Why $3$ and $7$? I know from some reading that Hurwitz's Theorem explains this, but can someone help me build some intuition behind this or perhaps provide a simpler explanation? It still seems mysterious to me.

Answer 1

Since the only normed division algebras are the real numbers, the complex numbers, the quaternions and the octonions, the cross product is formed from the product of the normed division algebra by restricting it to the $0, 1, 3, 7$ imaginary dimensions of the algebra. This gives nonzero products in only three and seven dimensions.

Now why, you may ask, does this give nonzero products in only three and seven dimensions? Why not in dimension $0$ or $1$? That is because in zero dimensions there is only the zero vector, so the cross product is identically zero. In one dimension all vectors are parallel, so in this case also the product is identically zero.

Answer 2

I like Sanath Devalapurkar's explanation!
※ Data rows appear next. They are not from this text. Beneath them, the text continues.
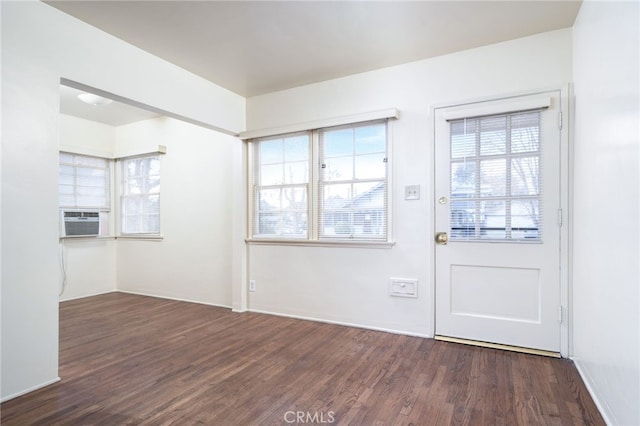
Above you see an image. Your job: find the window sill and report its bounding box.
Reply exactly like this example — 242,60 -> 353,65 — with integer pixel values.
245,238 -> 396,249
58,235 -> 116,241
115,234 -> 164,241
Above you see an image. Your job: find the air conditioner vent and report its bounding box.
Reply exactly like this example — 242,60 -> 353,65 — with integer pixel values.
61,210 -> 100,237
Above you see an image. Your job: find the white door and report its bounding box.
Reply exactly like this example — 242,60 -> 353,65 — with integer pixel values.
434,92 -> 561,353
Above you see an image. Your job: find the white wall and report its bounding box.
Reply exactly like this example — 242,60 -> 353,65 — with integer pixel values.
116,118 -> 235,307
573,1 -> 640,425
247,29 -> 572,336
0,1 -> 245,400
59,114 -> 116,301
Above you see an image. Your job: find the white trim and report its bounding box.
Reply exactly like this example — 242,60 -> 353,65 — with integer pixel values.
571,358 -> 618,425
115,289 -> 231,309
58,289 -> 118,303
238,108 -> 400,140
113,234 -> 164,241
245,238 -> 396,249
0,377 -> 60,402
249,309 -> 433,339
442,94 -> 551,121
60,77 -> 238,136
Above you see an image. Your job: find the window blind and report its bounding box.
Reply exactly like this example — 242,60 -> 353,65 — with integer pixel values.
253,132 -> 311,239
317,120 -> 388,241
121,155 -> 160,234
450,110 -> 543,241
58,152 -> 111,211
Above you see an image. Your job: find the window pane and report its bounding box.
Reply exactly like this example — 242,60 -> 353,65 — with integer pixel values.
480,116 -> 507,155
260,139 -> 283,164
284,135 -> 309,162
451,120 -> 477,158
284,161 -> 309,183
481,201 -> 507,240
58,152 -> 111,211
355,153 -> 387,179
511,112 -> 540,153
511,157 -> 540,195
323,157 -> 353,181
322,129 -> 353,158
355,124 -> 387,154
260,163 -> 284,185
256,187 -> 308,238
451,162 -> 476,193
449,111 -> 542,241
121,156 -> 160,234
478,158 -> 507,196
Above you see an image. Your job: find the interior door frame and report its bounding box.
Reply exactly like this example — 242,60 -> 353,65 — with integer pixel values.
426,83 -> 573,358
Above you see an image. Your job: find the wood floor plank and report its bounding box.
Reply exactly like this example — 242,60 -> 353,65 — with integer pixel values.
0,293 -> 604,426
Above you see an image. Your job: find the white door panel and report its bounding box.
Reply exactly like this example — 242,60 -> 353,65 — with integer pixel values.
435,92 -> 560,352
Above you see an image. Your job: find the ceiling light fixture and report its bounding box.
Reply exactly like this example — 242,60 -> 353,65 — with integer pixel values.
78,93 -> 113,106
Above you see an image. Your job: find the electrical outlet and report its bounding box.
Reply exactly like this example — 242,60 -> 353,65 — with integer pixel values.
404,185 -> 420,200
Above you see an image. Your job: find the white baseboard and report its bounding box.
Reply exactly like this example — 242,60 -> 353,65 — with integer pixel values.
58,289 -> 118,302
571,358 -> 616,425
249,309 -> 433,339
0,377 -> 60,402
116,290 -> 231,309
But also, after some more research, I see that if you identify $\mathbb{R^7}$ with the strictly imaginary octonions, you can explicitly define the cross product in terms of octonion multiplication with the following: $$x \times y = \operatorname{Im}(xy)=\frac{1}{2}(xy-yx).$$

We can conversely construct a Euclidean space with the cross product isomorphic to the octonions. If $V$ is a seven-dimensional Euclidean space with a given cross product, we can have bilinear multiplication on $\mathbb{R} \oplus V$ like this: $$(a,x)(b,y)=(ab-x \cdot y, ay+bx+x\times y)$$

forming an isomorphism $\psi:\mathbb{R} \oplus V \to \mathbb{O}$.

We can do the same thing in three dimensions, and in any $n-1 > 2$ dimensions such that an division algebra over $\mathbb{R}$ exists for $n$ dimensions - so cross product is defined only $3$ and $7$ dimensions.